Introduction

Lung cancer is the leading cause of tumor-specific death, and approximately 80–85% of lung cancers are classified as non-small cell lung cancer (NSCLC). Surgical resection remains the most effective treatment for NSCLC, but the 5-year survival after curative resection is only 20–30% [1]. Therefore, novel therapeutic strategies are urgently needed to improve this poor prognosis. A series of molecular markers for the early diagnosis and treatment of NSCLC have been identified, including p53, EGFR, AKT, and mammalian target of rapamycin (mTOR), among others. The phosphatidylinositol 3-kinase (PI3K)/AKT/mTOR/PTEN signaling pathways constitute important mediators of tumor growth and proliferation. In this pathway, mTOR, a 289-kDa protein serine/threonine kinase, was first identified as the cellular target of rapamycin [2]. mTOR belongs to the PI3K-related family of kinases, which includes the ataxia–telangiectasia-related protein and DNA-dependent protein kinase, and plays an important role in checkpoint regulation of the cell cycle. The phosphatase and tensin homolog deleted on chromosome ten (PTEN) is a tumor suppressor gene that functions as a dual-specificity phosphatase in the PI3K/AKT/mTOR pathways [3]. It was demonstrated that PTEN could downregulate the PI3K/AKT/mTOR pathway via its lipid phosphatase activity, which places PTEN into a mechanistically critical position. Absent and/or low expression of PTEN may result in increased mTOR activity. The important role of the PTEN suppressive function had been confirmed in many different human cancers. Tumors with the absent and/or low expression of PTEN have greater proliferative activity, growth, and survival [4]. In this study, we conducted an exploratory analysis to detect the expression of mTOR and PTEN in NSCLC patients. We also determined the different expression of mTOR and its negative regulator, PTEN, to determine whether they have any significant impact on the prognosis of patients with NSCLC.

Materials and methods

Patients and tissue samples

In this study, samples of fresh lung cancer tissues and paired normal lung tissues (5 cm away from the malignant tissue) were obtained from 78 patients with NSCLC, who underwent complete resection at Beijing chest hospital between May 2006 and March 2007. All tissue samples were fresh frozen in liquid nitrogen and stored at −80°C until use, and were confirmed by pathological examinations. Patients who had recurrent NSCLC or received chemoradiotherapy before resection were excluded from the study. The detailed demographic and clinicopathologic characteristics of the patients are listed in Table 1, based on the 2002 International Union Against Cancer TNM classification. All of the patients were divided into two groups (Table 2): group A included samples with positive expression of mTOR and negative expression of PTEN, and group B included samples with positive expression of PTEN and negative expression of mTOR. The clinical end point used was the time to progression-free survival (PFS).

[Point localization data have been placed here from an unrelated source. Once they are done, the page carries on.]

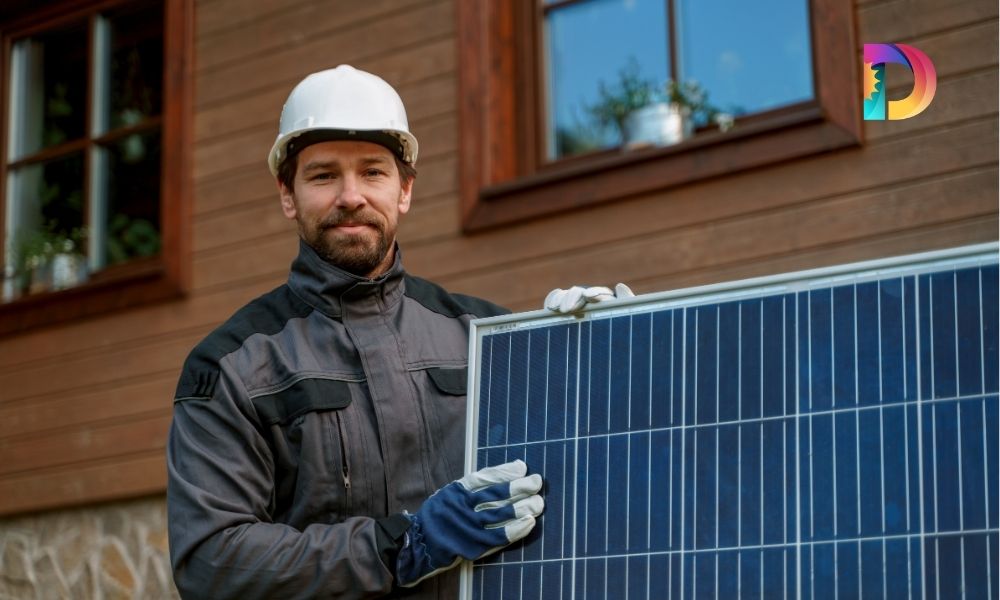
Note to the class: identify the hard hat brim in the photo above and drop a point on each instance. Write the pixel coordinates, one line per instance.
(402, 144)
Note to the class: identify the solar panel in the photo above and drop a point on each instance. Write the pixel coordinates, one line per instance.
(826, 434)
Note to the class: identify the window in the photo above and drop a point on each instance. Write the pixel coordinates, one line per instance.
(541, 86)
(94, 187)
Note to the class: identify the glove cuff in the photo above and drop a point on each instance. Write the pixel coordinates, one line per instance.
(390, 534)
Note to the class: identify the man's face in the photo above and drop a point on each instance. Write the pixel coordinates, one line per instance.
(347, 201)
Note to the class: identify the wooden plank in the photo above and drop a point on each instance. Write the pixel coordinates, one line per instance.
(937, 152)
(430, 221)
(242, 225)
(902, 21)
(961, 50)
(951, 103)
(408, 45)
(294, 26)
(216, 16)
(248, 148)
(940, 151)
(829, 222)
(191, 319)
(85, 443)
(73, 409)
(117, 366)
(124, 477)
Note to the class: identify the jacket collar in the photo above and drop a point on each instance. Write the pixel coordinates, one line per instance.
(325, 287)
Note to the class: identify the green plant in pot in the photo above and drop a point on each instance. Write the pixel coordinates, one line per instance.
(131, 238)
(645, 112)
(48, 258)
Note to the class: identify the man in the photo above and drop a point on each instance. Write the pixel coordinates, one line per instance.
(316, 431)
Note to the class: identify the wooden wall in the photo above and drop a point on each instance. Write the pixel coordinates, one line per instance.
(85, 407)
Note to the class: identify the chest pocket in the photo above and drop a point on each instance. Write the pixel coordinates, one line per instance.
(453, 382)
(311, 426)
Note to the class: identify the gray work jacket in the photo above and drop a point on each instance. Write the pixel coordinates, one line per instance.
(305, 424)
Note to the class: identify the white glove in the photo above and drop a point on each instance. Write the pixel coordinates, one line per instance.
(576, 297)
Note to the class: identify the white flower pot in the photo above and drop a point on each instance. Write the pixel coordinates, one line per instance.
(658, 124)
(68, 270)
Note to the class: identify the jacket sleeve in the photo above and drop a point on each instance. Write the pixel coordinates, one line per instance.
(220, 494)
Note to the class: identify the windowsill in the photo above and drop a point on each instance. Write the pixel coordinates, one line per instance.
(135, 283)
(616, 174)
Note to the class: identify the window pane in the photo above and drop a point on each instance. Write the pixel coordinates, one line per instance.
(136, 69)
(748, 56)
(44, 220)
(132, 225)
(48, 90)
(590, 43)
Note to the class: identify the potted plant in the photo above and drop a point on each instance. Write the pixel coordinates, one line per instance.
(644, 112)
(47, 259)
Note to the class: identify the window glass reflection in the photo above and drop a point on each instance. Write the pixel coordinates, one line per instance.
(589, 43)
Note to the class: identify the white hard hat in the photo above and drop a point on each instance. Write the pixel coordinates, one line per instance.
(343, 104)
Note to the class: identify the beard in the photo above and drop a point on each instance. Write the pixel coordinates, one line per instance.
(359, 254)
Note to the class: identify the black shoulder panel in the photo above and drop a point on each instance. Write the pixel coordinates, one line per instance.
(435, 298)
(266, 314)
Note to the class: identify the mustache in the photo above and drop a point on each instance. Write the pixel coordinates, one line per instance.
(353, 218)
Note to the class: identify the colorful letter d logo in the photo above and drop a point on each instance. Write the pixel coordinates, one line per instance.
(877, 105)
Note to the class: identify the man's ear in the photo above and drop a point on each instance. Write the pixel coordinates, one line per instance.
(287, 201)
(405, 195)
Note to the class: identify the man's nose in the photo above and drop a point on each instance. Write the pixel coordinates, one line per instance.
(350, 196)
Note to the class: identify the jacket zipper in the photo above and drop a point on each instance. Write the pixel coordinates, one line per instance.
(345, 467)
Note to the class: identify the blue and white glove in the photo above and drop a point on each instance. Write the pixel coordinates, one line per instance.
(576, 297)
(470, 518)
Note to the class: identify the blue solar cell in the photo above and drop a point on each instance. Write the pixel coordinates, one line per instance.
(836, 440)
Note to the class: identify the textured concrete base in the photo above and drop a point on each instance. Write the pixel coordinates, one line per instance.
(108, 551)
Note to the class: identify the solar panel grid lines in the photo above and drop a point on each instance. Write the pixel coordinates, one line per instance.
(734, 503)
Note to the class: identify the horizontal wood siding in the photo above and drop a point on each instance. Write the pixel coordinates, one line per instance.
(85, 407)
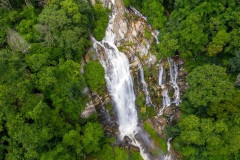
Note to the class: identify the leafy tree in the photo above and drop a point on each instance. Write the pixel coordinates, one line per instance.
(94, 75)
(235, 62)
(167, 47)
(218, 42)
(209, 84)
(92, 135)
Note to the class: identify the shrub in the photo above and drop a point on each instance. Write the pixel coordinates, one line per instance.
(94, 76)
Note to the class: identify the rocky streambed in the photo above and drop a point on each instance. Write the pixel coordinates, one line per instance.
(134, 37)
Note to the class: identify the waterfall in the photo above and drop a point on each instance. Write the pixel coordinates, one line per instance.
(138, 13)
(106, 113)
(155, 34)
(165, 98)
(168, 157)
(119, 84)
(142, 79)
(173, 80)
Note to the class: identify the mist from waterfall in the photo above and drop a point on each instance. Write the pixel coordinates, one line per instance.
(173, 80)
(119, 84)
(144, 84)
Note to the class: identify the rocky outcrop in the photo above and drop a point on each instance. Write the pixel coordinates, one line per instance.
(134, 38)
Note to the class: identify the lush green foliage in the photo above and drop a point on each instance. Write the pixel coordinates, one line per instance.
(94, 75)
(41, 89)
(205, 35)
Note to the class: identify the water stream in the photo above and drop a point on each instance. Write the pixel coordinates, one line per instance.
(168, 157)
(119, 83)
(144, 84)
(173, 80)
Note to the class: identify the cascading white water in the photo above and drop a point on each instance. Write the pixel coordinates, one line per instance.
(138, 13)
(168, 157)
(166, 101)
(155, 34)
(142, 79)
(119, 84)
(173, 80)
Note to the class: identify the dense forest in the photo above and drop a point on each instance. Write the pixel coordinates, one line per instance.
(42, 44)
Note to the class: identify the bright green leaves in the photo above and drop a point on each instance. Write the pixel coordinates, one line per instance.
(209, 84)
(92, 135)
(64, 26)
(54, 18)
(218, 42)
(154, 10)
(167, 47)
(16, 42)
(235, 62)
(94, 76)
(71, 8)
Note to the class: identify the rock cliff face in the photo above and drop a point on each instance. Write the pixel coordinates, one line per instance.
(134, 38)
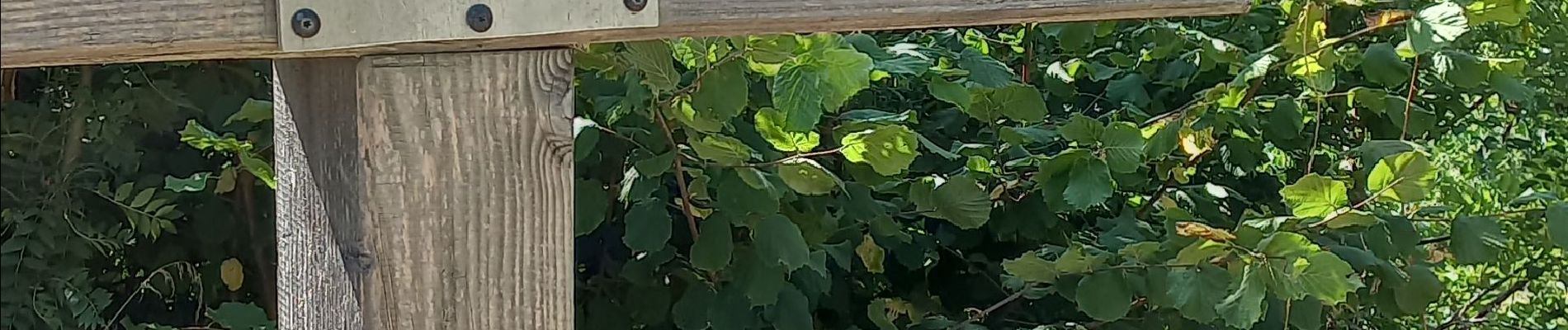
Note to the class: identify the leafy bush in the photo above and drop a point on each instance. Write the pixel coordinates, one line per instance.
(123, 209)
(1308, 165)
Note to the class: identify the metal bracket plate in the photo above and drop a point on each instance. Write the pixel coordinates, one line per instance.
(348, 24)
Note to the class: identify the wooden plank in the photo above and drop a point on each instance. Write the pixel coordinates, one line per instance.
(83, 31)
(347, 24)
(435, 182)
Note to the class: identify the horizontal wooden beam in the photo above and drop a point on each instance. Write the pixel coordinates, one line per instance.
(97, 31)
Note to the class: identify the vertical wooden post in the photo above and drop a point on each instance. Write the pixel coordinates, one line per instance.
(425, 191)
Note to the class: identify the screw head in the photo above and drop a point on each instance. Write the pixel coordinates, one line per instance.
(635, 5)
(480, 17)
(306, 22)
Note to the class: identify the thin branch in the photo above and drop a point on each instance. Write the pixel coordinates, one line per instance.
(792, 157)
(1410, 97)
(1433, 239)
(988, 310)
(1167, 185)
(686, 195)
(1498, 300)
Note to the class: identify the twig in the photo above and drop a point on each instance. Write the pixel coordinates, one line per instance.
(686, 196)
(1410, 97)
(988, 310)
(792, 157)
(1433, 239)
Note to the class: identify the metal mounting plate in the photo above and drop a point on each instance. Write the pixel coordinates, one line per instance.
(348, 24)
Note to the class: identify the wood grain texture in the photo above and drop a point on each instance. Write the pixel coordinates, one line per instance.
(243, 29)
(446, 183)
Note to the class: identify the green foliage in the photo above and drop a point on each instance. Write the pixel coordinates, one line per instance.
(125, 188)
(1324, 165)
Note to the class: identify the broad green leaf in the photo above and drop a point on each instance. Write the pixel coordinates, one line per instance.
(714, 246)
(703, 120)
(951, 92)
(721, 92)
(1254, 69)
(1164, 139)
(1315, 196)
(808, 177)
(1018, 102)
(1501, 12)
(653, 59)
(1076, 262)
(1380, 64)
(1557, 224)
(240, 316)
(1286, 244)
(772, 47)
(1402, 177)
(1462, 69)
(593, 202)
(847, 73)
(1327, 277)
(984, 69)
(780, 241)
(799, 94)
(819, 83)
(1104, 296)
(196, 182)
(888, 149)
(1197, 291)
(1437, 27)
(1244, 305)
(1306, 314)
(690, 312)
(721, 149)
(961, 200)
(259, 167)
(253, 110)
(871, 254)
(792, 312)
(1306, 30)
(768, 122)
(1476, 239)
(1423, 288)
(763, 279)
(1512, 90)
(1348, 218)
(1082, 129)
(1123, 148)
(1129, 90)
(646, 225)
(734, 193)
(1031, 268)
(1089, 183)
(1316, 71)
(1200, 252)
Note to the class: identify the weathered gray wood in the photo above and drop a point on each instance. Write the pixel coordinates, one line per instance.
(438, 182)
(83, 31)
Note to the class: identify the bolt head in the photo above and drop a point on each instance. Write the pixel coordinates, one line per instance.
(635, 5)
(480, 17)
(305, 22)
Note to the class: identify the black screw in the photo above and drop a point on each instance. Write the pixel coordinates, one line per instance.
(306, 22)
(480, 17)
(635, 5)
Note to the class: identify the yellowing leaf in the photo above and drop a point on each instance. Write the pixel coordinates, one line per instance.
(233, 274)
(1202, 230)
(1197, 143)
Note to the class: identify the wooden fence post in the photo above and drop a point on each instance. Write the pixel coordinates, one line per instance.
(425, 191)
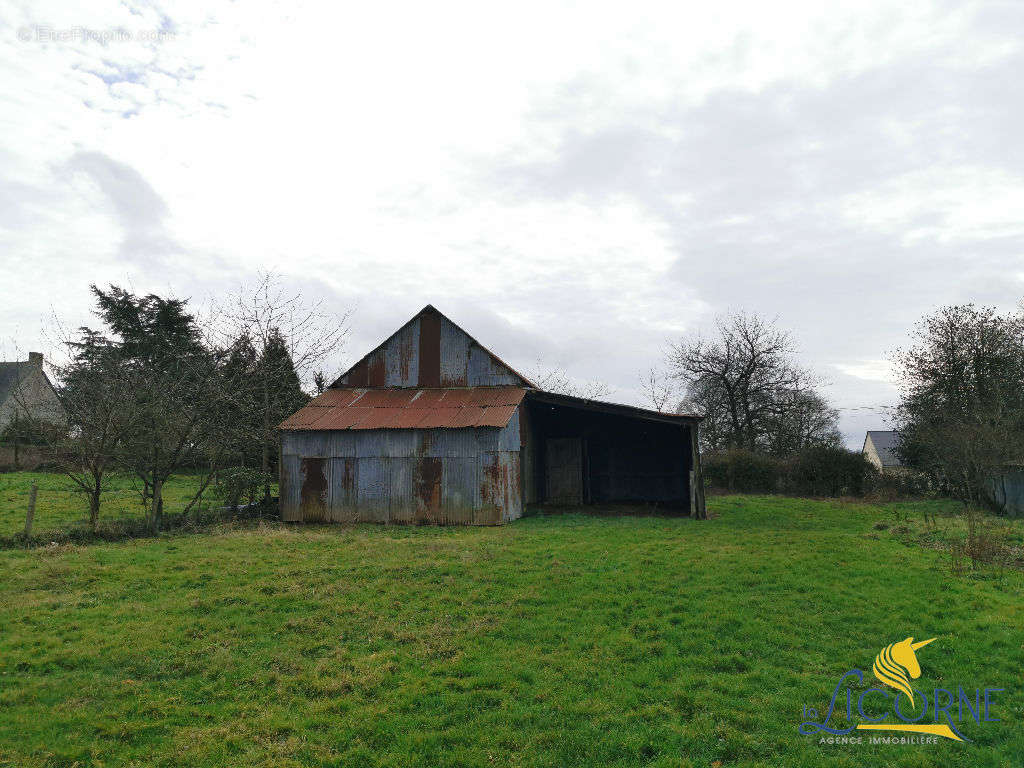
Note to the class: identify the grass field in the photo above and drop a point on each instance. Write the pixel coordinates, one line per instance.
(559, 640)
(58, 507)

Table 1 Clinicopathological characteristics of the patients and the gene expression
Table 2 Main clinical features in groups A and B

RNA isolation and reverse transcription

Total RNA was isolated from fresh tissue samples using the Trizol reagent (Invitrogen, Carlsbad, CA, USA), and 2 μg of RNA were reverse transcribed into single-strand cDNA in 20 μl of reaction buffer using Moloney murine leukemia virus reverse transcriptase (Promega, Madison, WI, USA) and oligo(dT)15 (Promega) as a primer.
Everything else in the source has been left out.